From: Peter Zijlstra
Date: Thu Oct 10 2024 - 07:21:45 EST


On Wed, Oct 09, 2024 at 11:18:34AM -0700, Paul E. McKenney wrote:
> On Wed, Oct 09, 2024 at 08:07:08PM +0200, Peter Zijlstra wrote:
> > On Wed, Oct 09, 2024 at 10:57:24AM -0700, Paul E. McKenney wrote:
> > > Currently, the CONFIG_CSD_LOCK_WAIT_DEBUG code uses sched_clock()
> > > to check for excessive CSD-lock wait times. This works, but does not
> > > guarantee monotonic timestamps.
> >
> > It does if you provide a sane TSC
>
> What is this "sane TSC" of which you speak? ;-)
>
> More seriously, the raw reads from the TSC that are carried out by
> sched_clock() are not guaranteed to be monotonic due to potential
> instruction reordering and the like. This is *not* a theoretical
> statement -- we really do see this on the fleet.

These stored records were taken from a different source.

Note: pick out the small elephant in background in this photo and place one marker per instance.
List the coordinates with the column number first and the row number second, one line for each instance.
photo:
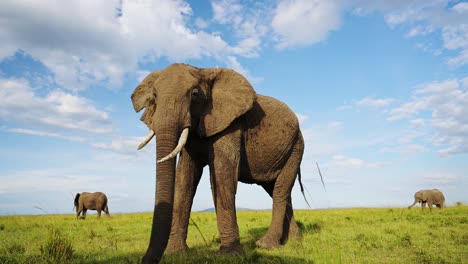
column 92, row 201
column 431, row 197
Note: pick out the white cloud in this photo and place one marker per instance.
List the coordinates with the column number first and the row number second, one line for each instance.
column 304, row 22
column 45, row 134
column 56, row 110
column 339, row 161
column 424, row 18
column 47, row 180
column 85, row 43
column 247, row 22
column 418, row 122
column 373, row 102
column 126, row 146
column 447, row 104
column 302, row 118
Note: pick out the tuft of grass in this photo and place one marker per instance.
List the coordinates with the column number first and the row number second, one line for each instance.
column 359, row 235
column 57, row 249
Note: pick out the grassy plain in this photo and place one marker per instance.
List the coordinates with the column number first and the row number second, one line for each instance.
column 384, row 235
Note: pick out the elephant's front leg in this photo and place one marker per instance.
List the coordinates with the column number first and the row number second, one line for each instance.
column 224, row 172
column 188, row 176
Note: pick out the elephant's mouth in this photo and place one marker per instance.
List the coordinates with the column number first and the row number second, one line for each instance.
column 182, row 140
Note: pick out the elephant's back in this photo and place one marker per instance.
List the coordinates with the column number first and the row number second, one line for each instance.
column 271, row 129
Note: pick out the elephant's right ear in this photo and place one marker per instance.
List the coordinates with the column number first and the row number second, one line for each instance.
column 231, row 96
column 144, row 96
column 424, row 196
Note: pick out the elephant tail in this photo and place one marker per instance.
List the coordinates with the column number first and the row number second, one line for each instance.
column 299, row 177
column 321, row 178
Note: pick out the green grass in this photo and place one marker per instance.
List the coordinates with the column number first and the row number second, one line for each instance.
column 390, row 235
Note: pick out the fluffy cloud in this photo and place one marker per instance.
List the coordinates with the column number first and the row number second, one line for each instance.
column 372, row 102
column 56, row 110
column 447, row 104
column 304, row 22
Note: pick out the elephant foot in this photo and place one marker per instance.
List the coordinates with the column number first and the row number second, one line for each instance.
column 176, row 246
column 268, row 242
column 235, row 249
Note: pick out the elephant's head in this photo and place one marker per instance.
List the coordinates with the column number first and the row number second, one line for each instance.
column 179, row 99
column 421, row 196
column 77, row 198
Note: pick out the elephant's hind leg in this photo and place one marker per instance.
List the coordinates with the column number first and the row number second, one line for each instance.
column 283, row 221
column 188, row 176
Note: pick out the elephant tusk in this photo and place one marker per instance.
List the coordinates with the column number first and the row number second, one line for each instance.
column 147, row 139
column 178, row 148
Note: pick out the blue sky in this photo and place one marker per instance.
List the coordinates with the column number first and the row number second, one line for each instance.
column 380, row 89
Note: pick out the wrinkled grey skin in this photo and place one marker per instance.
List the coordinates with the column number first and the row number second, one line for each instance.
column 431, row 197
column 239, row 134
column 91, row 201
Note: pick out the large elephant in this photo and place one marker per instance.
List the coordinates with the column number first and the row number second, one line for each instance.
column 92, row 201
column 431, row 197
column 213, row 117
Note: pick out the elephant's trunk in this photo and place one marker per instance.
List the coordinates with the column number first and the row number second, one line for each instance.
column 165, row 178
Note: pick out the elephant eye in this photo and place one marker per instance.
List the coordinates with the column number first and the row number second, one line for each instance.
column 196, row 94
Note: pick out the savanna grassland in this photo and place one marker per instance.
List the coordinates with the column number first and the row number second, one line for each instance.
column 386, row 235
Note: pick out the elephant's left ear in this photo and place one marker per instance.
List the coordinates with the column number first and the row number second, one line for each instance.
column 231, row 96
column 144, row 97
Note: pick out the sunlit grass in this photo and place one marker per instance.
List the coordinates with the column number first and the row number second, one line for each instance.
column 389, row 235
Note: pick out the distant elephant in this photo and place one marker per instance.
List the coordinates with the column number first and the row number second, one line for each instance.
column 212, row 116
column 92, row 201
column 431, row 197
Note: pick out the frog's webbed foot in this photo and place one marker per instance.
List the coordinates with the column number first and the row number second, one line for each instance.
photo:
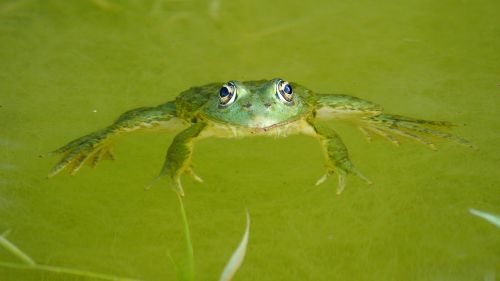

Very rarely for any
> given system, to be sure, but not at all rare across the full set of them.
>
> This results in false-positive CSD-lock complaints claiming almost 2^64
> nanoseconds of delay, which are not good complaints to have.

Ooh, so the real difference is that clocksource_tsc ends up using
rdtsc_ordered() while sched_clock() ends up using rdtsc(), and you're
actually seeing that reordering happen.

*urgh*.

Yes, please put that in the Changelog.